Russia-linked group incorporating AI in its new automated propaganda machine

A Russia-linked group is automating fake news fabrication and publishing with AI. Researchers have found an influence network dubbed CopyCop, which uses a large language model (LLM) to publish over 19,000 fake news stories and counting.

The AI-powered network plagiarizes mainstream media content, turns it into politically biased propaganda, and automatically spreads it around using inauthentic media outlets in the US, UK, or France.

The influence network was discovered by the Insikt Group, Recorded Future's threat research division, in early March 2024.

“This network is likely operated from Russia and is likely aligned with the Russian government,” researchers said.

CopyCop uses AI to crawl through legitimate sources and then spit out content on divisive domestic and international issues. It’s been very critical to Western policies and supportive of Russian perspectives.

CopyCop uses AI to cover Russia’s war against Ukraine from a pro-Russian perspective and also the Israel-Hamas conflict, accusing Israel of committing war crimes. The narratives on the 2024 US election focus on broadly supporting Republican candidates while criticizing US President Joe Biden and undermining House and Senate Democrats.

“In addition to plagiarized content, the network has started garnering significant engagement by posting targeted, human-produced content in recent weeks,” Insikt Group warns.
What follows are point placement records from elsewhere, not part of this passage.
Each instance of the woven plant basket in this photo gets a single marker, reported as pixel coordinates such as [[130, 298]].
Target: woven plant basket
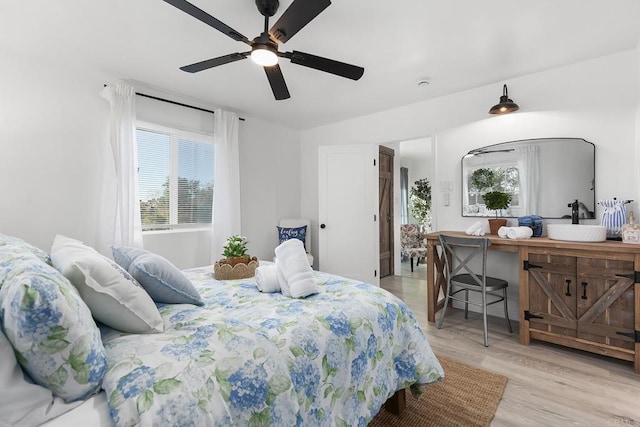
[[495, 224], [223, 270]]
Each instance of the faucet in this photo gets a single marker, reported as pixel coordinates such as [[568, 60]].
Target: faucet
[[575, 213]]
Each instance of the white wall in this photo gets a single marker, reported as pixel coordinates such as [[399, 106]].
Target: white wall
[[269, 181], [52, 122], [52, 125], [596, 100]]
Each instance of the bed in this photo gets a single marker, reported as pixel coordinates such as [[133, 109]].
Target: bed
[[244, 357]]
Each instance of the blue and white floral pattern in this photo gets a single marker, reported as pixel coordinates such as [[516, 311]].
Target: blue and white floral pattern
[[250, 358], [50, 328]]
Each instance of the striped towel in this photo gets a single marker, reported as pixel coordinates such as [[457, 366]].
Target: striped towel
[[614, 216]]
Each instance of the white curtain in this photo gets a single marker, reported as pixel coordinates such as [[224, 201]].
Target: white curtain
[[528, 170], [119, 222], [226, 188]]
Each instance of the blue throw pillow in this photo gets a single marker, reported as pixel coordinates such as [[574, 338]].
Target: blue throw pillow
[[162, 280], [51, 329], [286, 233]]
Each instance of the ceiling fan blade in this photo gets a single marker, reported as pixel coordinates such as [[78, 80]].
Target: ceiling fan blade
[[276, 80], [297, 15], [327, 65], [210, 63], [203, 16]]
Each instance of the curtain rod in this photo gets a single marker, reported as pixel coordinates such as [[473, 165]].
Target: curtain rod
[[178, 103]]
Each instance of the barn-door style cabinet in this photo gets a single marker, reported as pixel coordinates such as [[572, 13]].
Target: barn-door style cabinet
[[583, 300], [576, 294]]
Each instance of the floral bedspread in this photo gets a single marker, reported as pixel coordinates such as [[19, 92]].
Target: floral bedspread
[[250, 358]]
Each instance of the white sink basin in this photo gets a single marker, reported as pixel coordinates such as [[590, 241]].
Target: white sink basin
[[577, 232]]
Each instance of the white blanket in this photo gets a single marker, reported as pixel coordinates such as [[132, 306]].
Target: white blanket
[[294, 272], [267, 278]]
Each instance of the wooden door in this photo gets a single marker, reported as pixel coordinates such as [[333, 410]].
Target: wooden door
[[348, 211], [385, 203], [606, 302], [552, 294]]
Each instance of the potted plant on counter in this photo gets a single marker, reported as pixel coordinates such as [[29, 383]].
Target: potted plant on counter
[[236, 264], [487, 181], [497, 201]]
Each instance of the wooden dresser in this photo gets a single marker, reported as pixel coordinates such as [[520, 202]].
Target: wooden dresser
[[579, 295]]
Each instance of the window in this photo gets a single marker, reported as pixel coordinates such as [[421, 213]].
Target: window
[[175, 177]]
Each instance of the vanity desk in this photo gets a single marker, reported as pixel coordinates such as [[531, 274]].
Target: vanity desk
[[580, 295]]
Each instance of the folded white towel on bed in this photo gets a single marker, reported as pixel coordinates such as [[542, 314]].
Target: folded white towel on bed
[[294, 272], [515, 232], [267, 278], [476, 229]]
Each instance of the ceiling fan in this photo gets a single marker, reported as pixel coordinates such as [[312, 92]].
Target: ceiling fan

More than ten newly registered domains imitate US news publications, and the infrastructure revolves around the known disinformation website DCWeekly, operated by US citizen and fugitive John Mark Dougan, who fled to Russia in 2016.

Russian state-sponsored influence threat actors, such as Doppelgänger and Portal Kombat, amplify CopyCop content. CopyCop, at the same time, boosts other Russian propaganda, including the content from the known influence front “Foundation to Battle Injustice,” which was previously financed by Russian oligarch Yevgeny Prigozhin, or the InfoRos, an inauthentic news agency, which is “very likely operated by the Main Directorate of the General Staff of the Armed Forces of the Russian Federation (GRU) Unit 54777.”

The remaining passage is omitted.